La première réalisation d’Isabelle Carré

Après plus de trente ans de carrière en tant qu’actrice, Isabelle Carré, pour la première fois, se lance dans la réalisation avec Les Rêveurs. Ce long-métrage met en scène des acteurs comme Bernard Campan, Alex Lutz, et Tessa Dumont Janod. La sortie du film est prévue pour le mercredi 12 novembre. Il raconte l’histoire d’Élisabeth, une comédienne qui anime des ateliers d’écriture à l’hôpital Necker de Paris auprès d’adolescents en grande détresse psychologique. À travers ces interactions, elle fait remonter à la surface ses propres souvenirs d’internement à 14 ans et découvre comment le théâtre a été salvateur pour elle.

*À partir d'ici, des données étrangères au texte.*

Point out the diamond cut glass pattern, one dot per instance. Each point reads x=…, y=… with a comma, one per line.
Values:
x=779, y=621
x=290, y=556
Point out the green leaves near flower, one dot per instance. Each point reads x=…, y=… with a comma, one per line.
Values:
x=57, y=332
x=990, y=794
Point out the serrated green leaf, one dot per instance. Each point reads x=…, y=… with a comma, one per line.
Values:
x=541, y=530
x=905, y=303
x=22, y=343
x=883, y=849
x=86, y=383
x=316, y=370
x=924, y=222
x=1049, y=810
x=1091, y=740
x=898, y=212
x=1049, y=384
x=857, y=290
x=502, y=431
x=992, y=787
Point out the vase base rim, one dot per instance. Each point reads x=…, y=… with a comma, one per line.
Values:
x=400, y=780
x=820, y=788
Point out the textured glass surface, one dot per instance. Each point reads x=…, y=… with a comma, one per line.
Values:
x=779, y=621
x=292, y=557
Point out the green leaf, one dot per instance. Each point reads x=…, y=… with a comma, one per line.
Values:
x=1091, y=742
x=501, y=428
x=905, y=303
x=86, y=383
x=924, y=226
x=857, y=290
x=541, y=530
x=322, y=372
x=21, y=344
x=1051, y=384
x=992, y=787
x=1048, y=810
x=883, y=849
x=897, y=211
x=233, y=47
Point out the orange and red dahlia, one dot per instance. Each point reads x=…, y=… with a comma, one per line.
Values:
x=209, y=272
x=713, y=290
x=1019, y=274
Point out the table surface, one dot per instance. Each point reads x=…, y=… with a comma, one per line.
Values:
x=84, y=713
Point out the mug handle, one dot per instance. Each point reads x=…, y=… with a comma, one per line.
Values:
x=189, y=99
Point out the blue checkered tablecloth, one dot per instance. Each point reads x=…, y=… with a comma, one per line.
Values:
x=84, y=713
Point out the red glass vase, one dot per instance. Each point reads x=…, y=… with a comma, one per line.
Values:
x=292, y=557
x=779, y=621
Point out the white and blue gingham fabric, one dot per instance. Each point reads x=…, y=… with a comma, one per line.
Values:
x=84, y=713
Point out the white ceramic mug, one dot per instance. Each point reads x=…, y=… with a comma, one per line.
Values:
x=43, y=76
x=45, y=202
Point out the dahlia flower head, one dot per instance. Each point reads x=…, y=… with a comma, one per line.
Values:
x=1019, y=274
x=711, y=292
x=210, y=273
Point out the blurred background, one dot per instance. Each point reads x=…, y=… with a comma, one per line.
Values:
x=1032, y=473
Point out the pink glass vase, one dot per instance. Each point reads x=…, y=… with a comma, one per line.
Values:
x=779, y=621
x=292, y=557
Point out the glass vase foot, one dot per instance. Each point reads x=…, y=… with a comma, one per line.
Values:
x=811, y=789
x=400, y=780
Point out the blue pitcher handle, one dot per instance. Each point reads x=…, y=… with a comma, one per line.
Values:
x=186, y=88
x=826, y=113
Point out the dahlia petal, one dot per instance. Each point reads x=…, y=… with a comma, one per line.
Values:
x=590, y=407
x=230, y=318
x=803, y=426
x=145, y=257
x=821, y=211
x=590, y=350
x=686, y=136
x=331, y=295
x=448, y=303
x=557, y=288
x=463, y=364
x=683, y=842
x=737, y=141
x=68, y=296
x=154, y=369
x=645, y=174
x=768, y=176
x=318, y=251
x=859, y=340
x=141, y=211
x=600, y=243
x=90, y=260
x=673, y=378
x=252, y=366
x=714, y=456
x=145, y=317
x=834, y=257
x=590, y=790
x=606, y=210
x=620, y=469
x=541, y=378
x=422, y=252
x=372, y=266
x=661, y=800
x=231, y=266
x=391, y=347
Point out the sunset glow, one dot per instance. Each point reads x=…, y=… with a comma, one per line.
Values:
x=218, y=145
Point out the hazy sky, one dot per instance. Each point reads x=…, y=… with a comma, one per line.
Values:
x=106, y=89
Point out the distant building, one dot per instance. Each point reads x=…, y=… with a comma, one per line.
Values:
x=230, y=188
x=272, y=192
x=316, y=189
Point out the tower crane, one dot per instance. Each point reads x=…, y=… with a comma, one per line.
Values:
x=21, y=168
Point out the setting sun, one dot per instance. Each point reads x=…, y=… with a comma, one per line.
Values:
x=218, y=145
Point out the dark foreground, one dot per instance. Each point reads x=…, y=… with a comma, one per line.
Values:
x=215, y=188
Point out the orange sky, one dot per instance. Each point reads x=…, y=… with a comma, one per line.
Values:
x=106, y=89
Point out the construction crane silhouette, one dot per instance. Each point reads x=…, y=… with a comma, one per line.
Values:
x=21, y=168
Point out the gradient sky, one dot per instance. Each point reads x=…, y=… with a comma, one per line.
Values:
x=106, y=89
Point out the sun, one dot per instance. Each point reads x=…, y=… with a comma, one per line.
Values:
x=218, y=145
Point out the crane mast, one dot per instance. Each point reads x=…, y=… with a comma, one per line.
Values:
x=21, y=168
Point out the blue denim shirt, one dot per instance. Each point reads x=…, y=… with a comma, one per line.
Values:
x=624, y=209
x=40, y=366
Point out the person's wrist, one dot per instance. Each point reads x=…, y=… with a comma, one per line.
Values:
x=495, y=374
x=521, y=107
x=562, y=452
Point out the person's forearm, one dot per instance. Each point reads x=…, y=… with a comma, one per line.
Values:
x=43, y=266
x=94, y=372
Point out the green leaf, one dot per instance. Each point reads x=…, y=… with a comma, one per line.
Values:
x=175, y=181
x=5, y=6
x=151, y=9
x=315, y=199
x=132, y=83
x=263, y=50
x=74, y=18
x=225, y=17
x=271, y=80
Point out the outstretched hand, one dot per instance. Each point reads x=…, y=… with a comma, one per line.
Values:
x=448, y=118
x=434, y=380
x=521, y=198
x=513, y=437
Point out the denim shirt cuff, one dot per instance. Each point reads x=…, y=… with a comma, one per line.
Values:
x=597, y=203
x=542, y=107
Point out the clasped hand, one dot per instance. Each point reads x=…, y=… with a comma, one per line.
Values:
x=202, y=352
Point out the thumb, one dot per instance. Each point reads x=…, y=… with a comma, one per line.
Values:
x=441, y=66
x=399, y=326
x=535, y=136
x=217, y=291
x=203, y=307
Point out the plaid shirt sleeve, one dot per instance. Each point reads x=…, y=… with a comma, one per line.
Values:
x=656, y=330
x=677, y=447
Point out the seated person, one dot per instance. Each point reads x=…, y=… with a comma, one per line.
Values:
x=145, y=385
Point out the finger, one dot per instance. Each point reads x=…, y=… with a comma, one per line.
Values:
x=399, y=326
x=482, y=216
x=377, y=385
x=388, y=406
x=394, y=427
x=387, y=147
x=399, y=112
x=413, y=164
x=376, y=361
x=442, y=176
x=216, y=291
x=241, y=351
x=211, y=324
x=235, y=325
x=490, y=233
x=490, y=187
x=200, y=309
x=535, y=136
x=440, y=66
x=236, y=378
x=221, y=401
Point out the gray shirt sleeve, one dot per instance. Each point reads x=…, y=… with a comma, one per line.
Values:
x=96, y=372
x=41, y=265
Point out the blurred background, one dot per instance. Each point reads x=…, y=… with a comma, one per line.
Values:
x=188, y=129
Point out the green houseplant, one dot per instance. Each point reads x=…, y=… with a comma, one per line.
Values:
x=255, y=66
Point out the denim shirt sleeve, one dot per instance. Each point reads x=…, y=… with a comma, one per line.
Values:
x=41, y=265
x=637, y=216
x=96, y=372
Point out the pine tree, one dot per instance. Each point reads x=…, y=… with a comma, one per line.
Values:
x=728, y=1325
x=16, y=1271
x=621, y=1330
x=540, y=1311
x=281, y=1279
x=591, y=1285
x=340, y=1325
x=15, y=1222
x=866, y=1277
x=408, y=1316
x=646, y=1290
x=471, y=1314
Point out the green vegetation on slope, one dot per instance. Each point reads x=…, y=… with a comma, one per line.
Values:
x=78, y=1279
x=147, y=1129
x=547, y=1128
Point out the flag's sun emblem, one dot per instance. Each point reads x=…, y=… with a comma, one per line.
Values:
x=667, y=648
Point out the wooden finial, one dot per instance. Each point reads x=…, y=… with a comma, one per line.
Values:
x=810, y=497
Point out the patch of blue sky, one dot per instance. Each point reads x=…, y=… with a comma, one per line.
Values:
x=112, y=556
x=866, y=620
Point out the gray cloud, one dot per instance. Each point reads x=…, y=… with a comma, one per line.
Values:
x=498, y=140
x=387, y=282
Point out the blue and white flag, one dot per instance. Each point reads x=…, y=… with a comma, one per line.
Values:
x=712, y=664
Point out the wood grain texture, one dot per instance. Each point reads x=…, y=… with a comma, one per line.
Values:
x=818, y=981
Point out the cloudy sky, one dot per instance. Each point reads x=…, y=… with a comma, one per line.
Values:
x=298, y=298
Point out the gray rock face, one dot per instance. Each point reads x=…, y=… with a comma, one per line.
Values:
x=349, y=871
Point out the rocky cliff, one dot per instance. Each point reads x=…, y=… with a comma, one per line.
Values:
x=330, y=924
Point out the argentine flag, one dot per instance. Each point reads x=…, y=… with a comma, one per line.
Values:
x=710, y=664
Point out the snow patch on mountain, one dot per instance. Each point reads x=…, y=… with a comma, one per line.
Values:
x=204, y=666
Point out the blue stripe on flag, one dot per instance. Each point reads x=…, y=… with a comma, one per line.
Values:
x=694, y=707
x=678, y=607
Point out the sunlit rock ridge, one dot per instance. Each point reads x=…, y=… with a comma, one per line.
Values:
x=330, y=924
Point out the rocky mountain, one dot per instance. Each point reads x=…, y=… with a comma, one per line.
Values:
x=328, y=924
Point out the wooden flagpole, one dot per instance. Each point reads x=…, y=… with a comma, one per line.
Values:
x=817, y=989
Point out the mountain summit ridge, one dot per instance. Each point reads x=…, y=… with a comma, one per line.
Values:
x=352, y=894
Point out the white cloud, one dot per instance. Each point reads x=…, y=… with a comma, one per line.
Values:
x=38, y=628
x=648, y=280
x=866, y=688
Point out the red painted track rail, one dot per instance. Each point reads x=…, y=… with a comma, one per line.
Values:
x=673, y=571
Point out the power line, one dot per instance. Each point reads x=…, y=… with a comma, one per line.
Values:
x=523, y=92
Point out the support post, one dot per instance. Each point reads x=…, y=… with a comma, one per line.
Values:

Un déclic lié à Romy Schneider
Invitée dans l’émission C à vous le mardi 11 novembre pour promouvoir son film, Isabelle Carré s’est confiée sur les répercussions émotionnelles que Une femme à sa fenêtre, un film porté par Romy Schneider, a eu sur elle. Elle a affirmé : « Ça m’a guérie. Ça a été un déclic incroyable », tout en tempérant que ce n’était pas son meilleur film.
Elle a poursuivi : « C’est la première fois que je la voyais autrement que dans les films Sissi avec cette émotion qui était si particulière, si intense et si généreuse chez elle ». Ses mots témoignent de l’impact profond qu’a eu cette expérience sur sa sensibilité d’alors.
Une phrase marquante du film
Lors de son intervention, Isabelle Carré a également mentionné une phrase marquante prononcée par Victor Lanoux dans le film : « Préférer les risques de la vie aux fausses certitudes de la mort ». Cette citation a cristallisé son désir de vivre pleinement : « J’ai marqué ça sur mon carnet. J’ai ensuite marqué ‘vivre’, ‘vivre’, ‘vivre’ et ‘faire comme Romy Schneider : m’inscrire dans un cours de théâtre’ ».
Le projet cinématographique ainsi que cette introspection personnelle montrent comment les expériences liées au passé peuvent mener vers une forme cathartique grâce aux arts dramatiques.
Dans un contexte où les notions de santé mentale et artistique sont mises en avant, Isabelle Carré incarne une démarche authentique qui pourrait inspirer d’autres confrontés à leurs propres démons.